Das Gericht hat klargestellt, dass die Steuerfreistellung des Existenzminimums auch durch die Zahlung von Kindergeld gewährleistet werden kann. Diese Möglichkeit haben wir bei der Ausgestaltung des Kindergeldes aufgegriffen. Wir verringern damit die von uns als ungerecht empfundene Differenz der Steuerersparnis, die sich aus einem für Arm und Reich gleichen Kinderfreibetrag ergibt.

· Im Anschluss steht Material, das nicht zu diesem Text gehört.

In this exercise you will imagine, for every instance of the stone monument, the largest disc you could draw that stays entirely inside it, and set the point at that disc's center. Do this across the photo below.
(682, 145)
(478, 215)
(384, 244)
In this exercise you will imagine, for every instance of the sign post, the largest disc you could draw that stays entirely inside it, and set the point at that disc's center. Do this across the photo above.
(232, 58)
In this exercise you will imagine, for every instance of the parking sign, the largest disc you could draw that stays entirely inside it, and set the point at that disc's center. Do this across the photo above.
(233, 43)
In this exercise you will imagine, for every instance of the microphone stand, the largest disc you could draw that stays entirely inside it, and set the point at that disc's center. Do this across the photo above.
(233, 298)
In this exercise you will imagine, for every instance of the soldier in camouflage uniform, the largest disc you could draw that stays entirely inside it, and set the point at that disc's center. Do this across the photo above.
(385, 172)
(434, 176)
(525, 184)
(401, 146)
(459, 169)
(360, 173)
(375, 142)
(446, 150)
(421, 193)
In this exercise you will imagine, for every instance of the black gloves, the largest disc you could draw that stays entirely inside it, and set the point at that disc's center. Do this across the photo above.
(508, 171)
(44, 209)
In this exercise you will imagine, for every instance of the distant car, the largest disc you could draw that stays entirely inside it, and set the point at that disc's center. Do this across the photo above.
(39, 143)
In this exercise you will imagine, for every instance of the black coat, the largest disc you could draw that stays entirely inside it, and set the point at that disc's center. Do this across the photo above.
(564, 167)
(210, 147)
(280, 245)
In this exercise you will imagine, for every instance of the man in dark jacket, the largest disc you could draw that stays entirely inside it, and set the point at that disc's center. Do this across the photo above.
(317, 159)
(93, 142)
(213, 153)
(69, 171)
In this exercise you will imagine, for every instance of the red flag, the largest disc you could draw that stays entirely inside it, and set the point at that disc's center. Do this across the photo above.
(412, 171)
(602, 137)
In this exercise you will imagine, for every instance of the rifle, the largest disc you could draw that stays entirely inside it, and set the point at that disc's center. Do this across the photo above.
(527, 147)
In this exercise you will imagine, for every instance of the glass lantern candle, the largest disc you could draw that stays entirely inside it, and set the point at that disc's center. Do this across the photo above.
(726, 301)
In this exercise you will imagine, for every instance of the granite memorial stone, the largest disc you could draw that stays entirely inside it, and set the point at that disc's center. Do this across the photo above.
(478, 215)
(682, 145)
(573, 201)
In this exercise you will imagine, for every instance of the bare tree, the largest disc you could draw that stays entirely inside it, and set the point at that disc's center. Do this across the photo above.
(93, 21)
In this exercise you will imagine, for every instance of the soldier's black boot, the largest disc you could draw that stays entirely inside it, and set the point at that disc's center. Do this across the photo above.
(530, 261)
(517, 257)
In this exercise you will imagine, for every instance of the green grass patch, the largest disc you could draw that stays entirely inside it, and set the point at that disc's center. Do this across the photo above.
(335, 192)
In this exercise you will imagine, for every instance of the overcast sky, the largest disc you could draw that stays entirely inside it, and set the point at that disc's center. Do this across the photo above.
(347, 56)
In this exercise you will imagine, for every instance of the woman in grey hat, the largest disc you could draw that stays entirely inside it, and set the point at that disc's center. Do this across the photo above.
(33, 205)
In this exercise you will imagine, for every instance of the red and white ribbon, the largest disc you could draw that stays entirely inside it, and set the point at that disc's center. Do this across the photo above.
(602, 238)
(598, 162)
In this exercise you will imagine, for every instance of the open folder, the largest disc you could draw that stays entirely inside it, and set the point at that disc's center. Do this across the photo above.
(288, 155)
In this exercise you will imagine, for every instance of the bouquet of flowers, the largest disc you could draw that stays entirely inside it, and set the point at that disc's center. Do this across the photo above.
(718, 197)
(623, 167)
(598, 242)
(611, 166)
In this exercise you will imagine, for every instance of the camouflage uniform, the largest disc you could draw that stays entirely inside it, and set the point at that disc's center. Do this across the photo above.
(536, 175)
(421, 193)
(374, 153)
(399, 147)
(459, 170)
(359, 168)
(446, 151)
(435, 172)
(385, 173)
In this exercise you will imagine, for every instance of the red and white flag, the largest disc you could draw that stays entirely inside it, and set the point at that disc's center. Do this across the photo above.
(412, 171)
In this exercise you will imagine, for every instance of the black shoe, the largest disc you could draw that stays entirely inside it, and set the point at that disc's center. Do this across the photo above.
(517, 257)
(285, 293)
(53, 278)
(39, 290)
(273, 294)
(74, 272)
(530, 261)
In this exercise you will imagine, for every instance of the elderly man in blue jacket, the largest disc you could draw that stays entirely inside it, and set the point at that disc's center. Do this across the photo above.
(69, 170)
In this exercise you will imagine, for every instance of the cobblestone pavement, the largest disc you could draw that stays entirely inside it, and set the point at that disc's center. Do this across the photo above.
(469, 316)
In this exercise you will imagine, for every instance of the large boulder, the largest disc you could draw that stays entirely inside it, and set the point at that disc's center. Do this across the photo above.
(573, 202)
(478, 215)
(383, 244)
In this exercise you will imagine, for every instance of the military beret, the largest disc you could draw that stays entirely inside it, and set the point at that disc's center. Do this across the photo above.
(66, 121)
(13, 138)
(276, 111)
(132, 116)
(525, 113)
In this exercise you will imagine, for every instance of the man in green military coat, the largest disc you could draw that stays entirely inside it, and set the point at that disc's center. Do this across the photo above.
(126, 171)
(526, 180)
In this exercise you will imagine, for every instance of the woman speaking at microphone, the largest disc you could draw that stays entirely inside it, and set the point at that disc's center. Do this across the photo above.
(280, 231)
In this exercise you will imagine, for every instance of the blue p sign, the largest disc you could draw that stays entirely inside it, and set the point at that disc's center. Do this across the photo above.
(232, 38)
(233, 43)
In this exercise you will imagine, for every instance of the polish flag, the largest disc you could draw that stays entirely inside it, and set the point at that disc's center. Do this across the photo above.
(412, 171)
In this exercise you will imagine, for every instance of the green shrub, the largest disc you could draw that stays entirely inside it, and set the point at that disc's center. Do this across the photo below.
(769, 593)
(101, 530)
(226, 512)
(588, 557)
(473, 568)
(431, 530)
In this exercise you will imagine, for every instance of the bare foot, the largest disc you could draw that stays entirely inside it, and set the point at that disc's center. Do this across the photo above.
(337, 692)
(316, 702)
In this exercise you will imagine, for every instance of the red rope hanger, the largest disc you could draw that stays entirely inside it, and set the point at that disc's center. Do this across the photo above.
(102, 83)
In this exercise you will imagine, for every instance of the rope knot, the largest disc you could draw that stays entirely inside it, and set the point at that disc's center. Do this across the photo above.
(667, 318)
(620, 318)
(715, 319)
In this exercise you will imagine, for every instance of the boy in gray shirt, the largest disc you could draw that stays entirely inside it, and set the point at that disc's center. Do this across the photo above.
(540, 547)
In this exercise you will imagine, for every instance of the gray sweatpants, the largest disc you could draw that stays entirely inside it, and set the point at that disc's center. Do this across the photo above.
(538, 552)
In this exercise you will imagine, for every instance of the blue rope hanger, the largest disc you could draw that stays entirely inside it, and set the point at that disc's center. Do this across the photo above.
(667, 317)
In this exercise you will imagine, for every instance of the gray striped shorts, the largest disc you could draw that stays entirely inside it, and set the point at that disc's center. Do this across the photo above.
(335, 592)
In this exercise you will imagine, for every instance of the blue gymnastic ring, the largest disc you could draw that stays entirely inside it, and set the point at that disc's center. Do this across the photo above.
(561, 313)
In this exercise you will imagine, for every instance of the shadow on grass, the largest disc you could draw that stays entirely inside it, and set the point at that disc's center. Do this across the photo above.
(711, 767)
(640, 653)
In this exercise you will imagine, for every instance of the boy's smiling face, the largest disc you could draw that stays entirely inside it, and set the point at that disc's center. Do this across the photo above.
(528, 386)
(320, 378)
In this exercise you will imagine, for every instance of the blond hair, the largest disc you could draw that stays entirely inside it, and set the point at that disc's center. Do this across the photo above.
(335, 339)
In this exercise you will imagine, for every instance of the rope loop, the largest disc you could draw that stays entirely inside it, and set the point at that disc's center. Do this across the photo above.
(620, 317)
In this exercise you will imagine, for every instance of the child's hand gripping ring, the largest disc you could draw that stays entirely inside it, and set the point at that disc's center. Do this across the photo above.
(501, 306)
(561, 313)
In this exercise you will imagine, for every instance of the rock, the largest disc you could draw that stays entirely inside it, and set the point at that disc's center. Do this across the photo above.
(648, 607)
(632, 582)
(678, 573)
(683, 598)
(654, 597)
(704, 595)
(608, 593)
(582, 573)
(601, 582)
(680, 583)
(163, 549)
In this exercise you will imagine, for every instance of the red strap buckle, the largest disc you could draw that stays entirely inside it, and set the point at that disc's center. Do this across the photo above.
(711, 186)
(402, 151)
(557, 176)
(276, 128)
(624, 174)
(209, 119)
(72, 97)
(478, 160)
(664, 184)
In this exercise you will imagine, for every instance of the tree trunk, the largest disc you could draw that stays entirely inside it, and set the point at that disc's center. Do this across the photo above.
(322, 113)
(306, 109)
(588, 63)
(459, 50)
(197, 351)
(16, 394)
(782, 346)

• Da der Freibetrag bei niedrigen Einkommen nur zu einer niedrigen Kinderförderung führt, haben wir das Kindergeld deutlich höher festgelegt, als die Einkommensteuerermäßigung, die sich aus dem Freibetrag ergibt, erfordern würde. Das Kindergeld ist bei niedrigem Einkommen deutlich höher als vom Verfassungsgericht als notwenig definiert. Den Mehrbetrag sollen die Familien gleichwohl behalten. Das war eine Maßnahme der SPD-Fraktion zur Familienförderung und Unterstützung der Kinder.
• Das Kindergeld liegt aber deutlich unterhalb der Einkommensteuerermäßigung, die sich aus dem Freibetrag bei hohen Einkommen ergibt. Diese hohe Einkommensteuerermäßigung, auch wenn sie das Kindergeld deutlich übersteigt, darf die Familie mit hohem Einkommen auch behalten, weil dies vom Bundesverfassungsgericht so festgelegt wurde.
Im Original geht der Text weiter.